That impressive jaw set with determination, and his voice emerged strong and steady. “I want a companion, a mother for my children, a friend. I want a sensible woman who’s willing to build a life with me. A woman who respects and likes me, and won’t ask for more than I can give her.”
His love, he meant.
She crossed the room to stare sightlessly into the fire. One hand began pleating her gray merin
o skirt as she tried to decide what to do.
This was a cold bargain, but it had its benefits. She might harbor hidden longings for what she’d never known—love and adventure and excitement. But if she was brutally honest with herself, her chance to experience those things had passed.
At twenty-eight, she was on the shelf, especially now her dowry was so meager. While she might like to think that her alternative to marrying Hugh was some resplendent future, the reality was different. As he’d bluntly pointed out, right now her choices lay in becoming her sister’s drudge, or moving to some backwater and sharing her restricted means with a middle-aged chaperone.
Neither prospect filled her with unbridled joy.
She’d waited ten years to seek the life she wanted. But she’d left it too late.
Too late. Surely the saddest words in the language.
A sensible woman—how she grew to hate that adjective!—would say yes. As Hugh remarked, Lady Garson would have every worldly advantage. She’d have respect and influence. She’d also be part of a family.
What about love? Doesn’t that matter?
Her foolish heart cried out in anguish as it viewed the emotional barrenness extending ahead. But the bleak truth remained that love wasn’t on the cards, wherever she went. Surely if she must yearn, it was better to yearn from the comforts of beautiful Beardsley Hall, than from shabby rented rooms in an unfashionable seaside resort.
She glanced up to find Hugh watching her steadily. He showed no sign of anxiety. Why should he? He’d chosen his bride as a practical matter, much as she’d say yes as a practical matter.
If she said yes.
“You claim you want your independence,” he said in that reasonable voice. “I can understand that. Especially after running the show here for so long. I can promise I won’t be a tyrannical or a demanding husband, and the settlements will ensure a generous allowance.”
She fiddled with her skirt and mulled over her answer. She knew he wouldn’t be demanding. He was an unusually considerate man. Even more to the point, he didn’t want her. Not in that way.

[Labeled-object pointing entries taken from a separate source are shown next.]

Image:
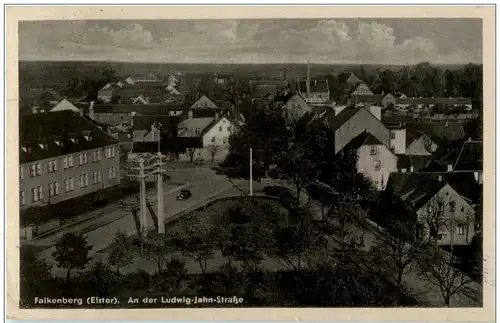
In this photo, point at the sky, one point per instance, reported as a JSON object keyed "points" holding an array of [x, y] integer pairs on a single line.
{"points": [[329, 41]]}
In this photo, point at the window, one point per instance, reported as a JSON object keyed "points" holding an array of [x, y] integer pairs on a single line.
{"points": [[84, 180], [36, 194], [53, 189], [68, 184], [35, 170], [83, 158], [51, 166], [111, 172]]}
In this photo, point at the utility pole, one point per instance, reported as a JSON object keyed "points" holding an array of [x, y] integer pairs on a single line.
{"points": [[251, 173]]}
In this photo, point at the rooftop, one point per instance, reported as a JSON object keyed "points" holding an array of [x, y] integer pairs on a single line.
{"points": [[52, 134]]}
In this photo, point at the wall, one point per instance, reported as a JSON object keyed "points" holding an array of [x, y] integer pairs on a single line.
{"points": [[366, 164], [58, 176], [219, 131], [296, 107], [462, 211], [361, 121], [421, 147], [399, 141]]}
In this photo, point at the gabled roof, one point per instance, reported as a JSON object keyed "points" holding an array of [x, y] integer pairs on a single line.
{"points": [[362, 89], [66, 127], [470, 156], [142, 122], [316, 86]]}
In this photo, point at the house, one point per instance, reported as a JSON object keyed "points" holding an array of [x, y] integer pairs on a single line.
{"points": [[351, 122], [375, 160], [115, 114], [149, 127], [441, 212], [388, 100], [64, 156], [63, 105], [294, 105], [213, 135], [267, 88], [314, 91]]}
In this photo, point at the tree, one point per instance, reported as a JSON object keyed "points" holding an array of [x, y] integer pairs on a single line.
{"points": [[72, 252], [102, 279], [393, 252], [438, 267], [35, 275], [175, 272], [195, 240], [121, 254], [213, 150]]}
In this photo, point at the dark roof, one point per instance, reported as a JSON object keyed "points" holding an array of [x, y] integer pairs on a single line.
{"points": [[63, 126], [336, 121], [365, 138], [418, 162], [414, 188], [142, 122], [433, 101], [316, 86], [470, 156], [152, 109]]}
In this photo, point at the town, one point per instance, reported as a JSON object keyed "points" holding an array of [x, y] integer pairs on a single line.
{"points": [[312, 188]]}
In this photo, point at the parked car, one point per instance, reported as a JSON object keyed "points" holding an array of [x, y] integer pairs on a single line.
{"points": [[184, 195]]}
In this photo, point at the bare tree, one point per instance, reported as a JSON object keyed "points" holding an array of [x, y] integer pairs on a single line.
{"points": [[440, 270], [213, 150], [392, 252]]}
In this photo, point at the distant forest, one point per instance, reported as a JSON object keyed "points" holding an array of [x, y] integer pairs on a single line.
{"points": [[76, 79]]}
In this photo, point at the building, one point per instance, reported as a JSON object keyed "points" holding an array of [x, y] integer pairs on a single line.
{"points": [[351, 122], [314, 91], [115, 114], [376, 161], [149, 127], [64, 156], [440, 209]]}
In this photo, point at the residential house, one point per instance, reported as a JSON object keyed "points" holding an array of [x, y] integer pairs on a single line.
{"points": [[115, 114], [64, 156], [351, 122], [388, 100], [441, 212], [375, 160], [149, 127]]}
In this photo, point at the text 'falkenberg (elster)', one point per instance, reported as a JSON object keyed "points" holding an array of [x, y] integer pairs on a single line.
{"points": [[76, 301]]}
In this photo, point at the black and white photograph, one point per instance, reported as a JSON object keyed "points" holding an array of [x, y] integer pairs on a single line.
{"points": [[251, 163]]}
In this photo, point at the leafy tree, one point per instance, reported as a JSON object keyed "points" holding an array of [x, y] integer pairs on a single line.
{"points": [[72, 252], [121, 253], [102, 279], [393, 252], [35, 275]]}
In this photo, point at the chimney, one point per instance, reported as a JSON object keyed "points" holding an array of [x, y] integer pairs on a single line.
{"points": [[308, 82]]}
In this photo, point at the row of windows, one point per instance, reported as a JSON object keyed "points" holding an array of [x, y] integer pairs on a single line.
{"points": [[36, 168], [69, 185]]}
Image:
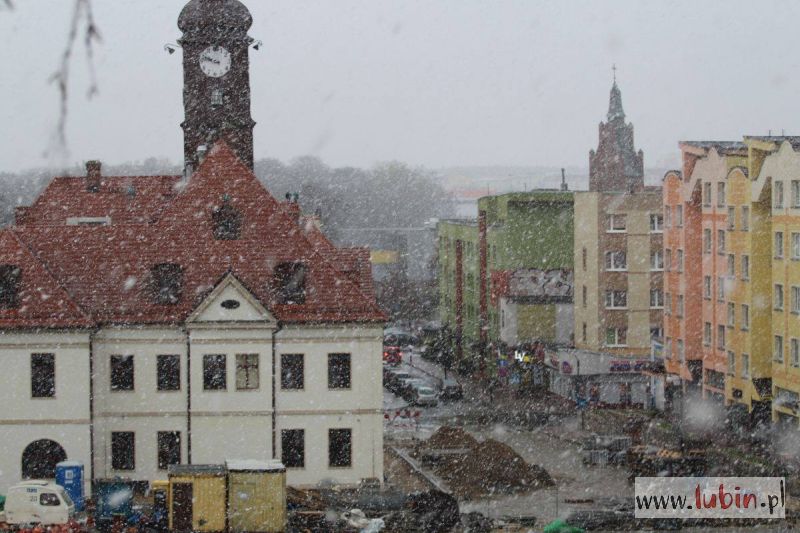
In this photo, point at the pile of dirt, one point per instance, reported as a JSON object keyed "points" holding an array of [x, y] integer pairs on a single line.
{"points": [[489, 468], [449, 437]]}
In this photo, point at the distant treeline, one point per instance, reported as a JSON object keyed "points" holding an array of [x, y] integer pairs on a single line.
{"points": [[389, 194]]}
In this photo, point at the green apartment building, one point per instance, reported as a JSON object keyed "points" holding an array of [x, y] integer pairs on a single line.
{"points": [[507, 276]]}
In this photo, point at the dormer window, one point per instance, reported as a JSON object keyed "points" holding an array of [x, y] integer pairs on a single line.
{"points": [[227, 221], [290, 283], [167, 283], [9, 286], [216, 98]]}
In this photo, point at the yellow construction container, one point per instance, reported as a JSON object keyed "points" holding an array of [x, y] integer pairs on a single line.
{"points": [[256, 497], [197, 498]]}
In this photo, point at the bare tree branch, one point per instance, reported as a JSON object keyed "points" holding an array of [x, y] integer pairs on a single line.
{"points": [[82, 22]]}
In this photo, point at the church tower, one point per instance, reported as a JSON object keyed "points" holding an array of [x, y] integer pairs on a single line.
{"points": [[216, 78], [616, 166]]}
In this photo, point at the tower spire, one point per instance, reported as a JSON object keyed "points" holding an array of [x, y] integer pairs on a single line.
{"points": [[615, 100]]}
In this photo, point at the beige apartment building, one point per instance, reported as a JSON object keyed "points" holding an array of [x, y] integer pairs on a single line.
{"points": [[619, 259]]}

A shiver that combined fear with interest rippled through her. She’d tried, not entirely successfully, to reconcile herself to dying a virgin. If she said yes to Hugh, she’d know what it was to have a man in her bed. And a young, virile, good-looking man at that. “When you say demanding…”
Heat flared in the gaze that swept over her in a thorough inspection. She shivered again. Not with revulsion.
“I won’t be a cold husband, Jane.”
She’d never met Morwenna Nash, but she’d heard the woman was a great beauty. Nobody had ever said that about Jane. Pleasant-looking was about the best compliment she ever garnered.
When she looked at this handsome man who offered her marriage without love, she was woman enough to regret her lack of allure. She shifted under his gaze and wished with a fervor she hadn’t felt since she was an adolescent that she was a girl who turned men’s heads. Then at least she’d enter into this bargain with some power of her own.
“You want children,” she said, heat rising in her cheeks.
“I do. I’ll do my best not to make your duties too onerous, but—”
“But that’s why you want a wife.”
“That’s why I want you.” He paused and subjected her to another of those scorching stares that seemed to pierce right through to her indecisive heart and stirring carnal impulses. “If the thought of sharing my bed is distasteful, I will understand that you can’t accept my proposal.”
It was her turn to inspect him. He was an attractive man, inside and out. She tried to imagine that big body rising above hers as he pushed inside her, but inexperience defeated her. No countrywoman remained ignorant of the mechanics of mating. But it was impossible to equate her knowledge with how she’d feel giving herself to Hugh.
Her attention dropped to those large, capable hands, hands that would touch her skin, hold her hips as he thrust into her. That odd, nervous feeling spiked and set her stomach churning.
But she felt no distaste.
Just a good dose of curiosity.
Jane was woefully unworldly. She’d never been to London. Heavens, in the past ten years, she hadn’t been past Exeter. But some hitherto unrecognized instinct told her that Hugh Rutherford would prove a skilled lover.